Nem tudo é mau na herança ocidental. Os subscritores destas linhas procurarão em vão cavar distância em relação a ela, porque se filiam numa das suas tradições intelectuais. A humanidade, no seu conjunto, aprendeu e amadureceu muito com a via ocidental, que agora se tornou obviamente inviável e catastrófica. Nos campos cultural, científico e político-económico. Neste último, aprendeu, entenda-se, não com as classes dominantes, com os possuídos pela sede de domínio e promotores do expansionismo desenfreado, mas precisamente com aqueles que procuraram estabelecer-lhes limites e regras, vislumbrando a superação da ordem vigente. Com aqueles que, em contracorrente e contrapoder, criaram civilização a partir dos destroços acumulados pelo “progresso”, amassados estes sempre sobre o sangue, os gritos aterrados, o suor e as lágrimas dos vencidos. O constitucionalismo, os direitos humanos, a democracia representativa, a liberdade de expressão e de associação, os direitos e garantias do trabalhador, o cuidado e solidariedade social, o planeamento participado, a igualdade entre homens e mulheres, a nada disto renunciamos, salvo em estado de emergência e necessidade. Mas estas conquistas não são exportáveis no seu exato molde ocidental. Têm de provar a sua verdadeira universalidade por meio da sua recriação ou transliteração no contexto local, crescendo naturalmente a partir de bases endógenas. Os tempos da expansão colonial e da assimilação hegemónica já passaram há muito. Enquanto decorreram, nunca os conquistadores mostraram qualquer predisposição para criar uma cidade mundial de acordo com estes seus tão virtuosos preceitos.

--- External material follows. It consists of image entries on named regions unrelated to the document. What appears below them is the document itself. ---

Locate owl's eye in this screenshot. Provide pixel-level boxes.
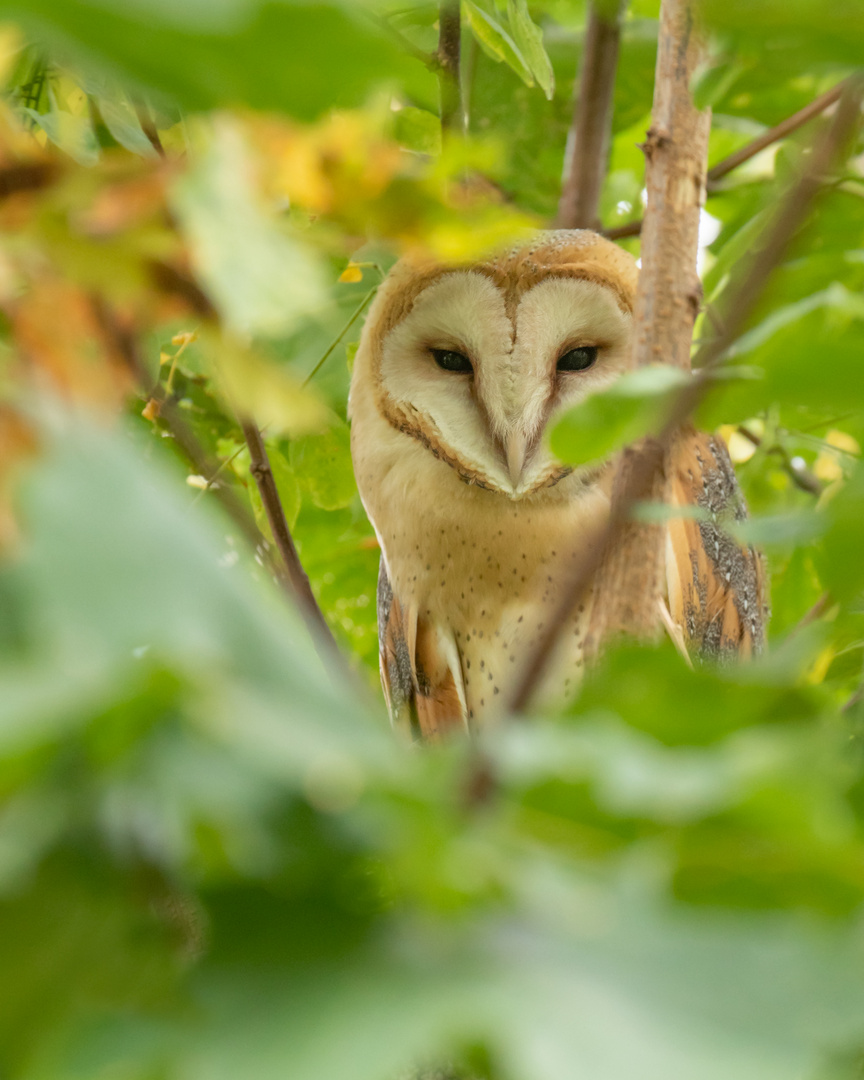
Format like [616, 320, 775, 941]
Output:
[430, 349, 474, 375]
[558, 345, 598, 372]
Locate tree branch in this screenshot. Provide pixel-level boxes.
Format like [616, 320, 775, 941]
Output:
[585, 0, 711, 659]
[510, 52, 862, 713]
[437, 0, 465, 134]
[707, 82, 847, 190]
[603, 82, 847, 240]
[93, 296, 341, 663]
[241, 420, 339, 653]
[737, 423, 824, 498]
[555, 3, 621, 229]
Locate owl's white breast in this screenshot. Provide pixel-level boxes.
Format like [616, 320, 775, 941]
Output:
[352, 373, 609, 724]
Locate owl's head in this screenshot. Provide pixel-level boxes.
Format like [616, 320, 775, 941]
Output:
[351, 230, 638, 499]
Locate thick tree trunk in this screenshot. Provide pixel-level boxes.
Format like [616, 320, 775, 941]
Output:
[588, 0, 711, 652]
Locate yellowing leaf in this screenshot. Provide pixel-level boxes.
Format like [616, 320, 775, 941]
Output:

A República Popular da China completou três quartos de século de existência, com uma acumulação impressionante de sucessos e realizações. De forma audaciosa e abnegada, logo de entrada, os comunistas chineses impuseram ao imperialismo norte-americano um empate na Guerra da Coreia. Ali terminou efetivamente o século da humilhação. A partir daí foi sempre em crescendo. Como nos mostra detalhadamente Onurcan Ülker, foram as impressionantes realizações do socialismo chinês (que as suas catástrofes voluntaristas mal beliscaram) que colocaram as bases que iriam permitir o êxito na abertura controlada ao mercado mundial, a partir da década de 1980. O futuro está em aberto, permitindo todas as especulações teóricas e, mais importante do que isso, horizontes esperançosos de uma libertação da teia imperialista para os povos de todo o mundo.
Um dia, a história mundial será escrita por não-ocidentais, sem o viés próprio do expansionismo e assimilacionismo europeus. Esse dia foi preparado pelo Despertar da Ásia nos alvores do século XX, conforme nos conta Wang Hui. É a desocidentalização (ou provincialização do ocidente) e desmetropolização do mundo que nos vai permitir aceder a um verdadeiro universalismo cosmopolita, com reflexo em coisas tão elementares como a maneira como medimos o tempo histórico. Uma forma particular muito importante dessa miscigenação de universos intelectuais é a sinização do marxismo, de que nos fala Carlo Formenti. Trata-se da forma como uma particular tradição de pensamento emancipatório ocidental é adaptada, ou mesmo inteiramente recriada, dentro da corrente do desenvolvimento histórico chinês, mesclando-se com outras tradições autóctones e dando resposta bem calibrada aos seus particulares desafios práticos.
Prabhat Patnaik é um cronista incomparável do imperialismo capitalista. Trata-o com igual à vontade ao nível macro como micro histórico, com os mais apurados instrumentos teóricos. As suas peças de atualidade têm a agudeza, a lucidez e o rigor científico que, normalmente, só a distância temporal permitem alcançar. Boaventura de Sousa Santos analisa a emergência de Donald J. Trump como um fenómeno típico do mundo criado pela Europa à sua semelhança. Fá-lo aqui em escassas páginas, como que num pequeno resumo de todas as suas vastas décadas de investigação e saber acumulado de crítica ao eurocentrismo. Michael Hudson prossegue no tratamento do mesmo personagem, agora com enfoque especial nas suas fantasias económicas. O trumponomics é uma mescla de ilusões de grandeza imperial com ignorância jactanciosa, que, muito provavelmente, conduzirá ao caos e à aceleração do declínio norte-americano.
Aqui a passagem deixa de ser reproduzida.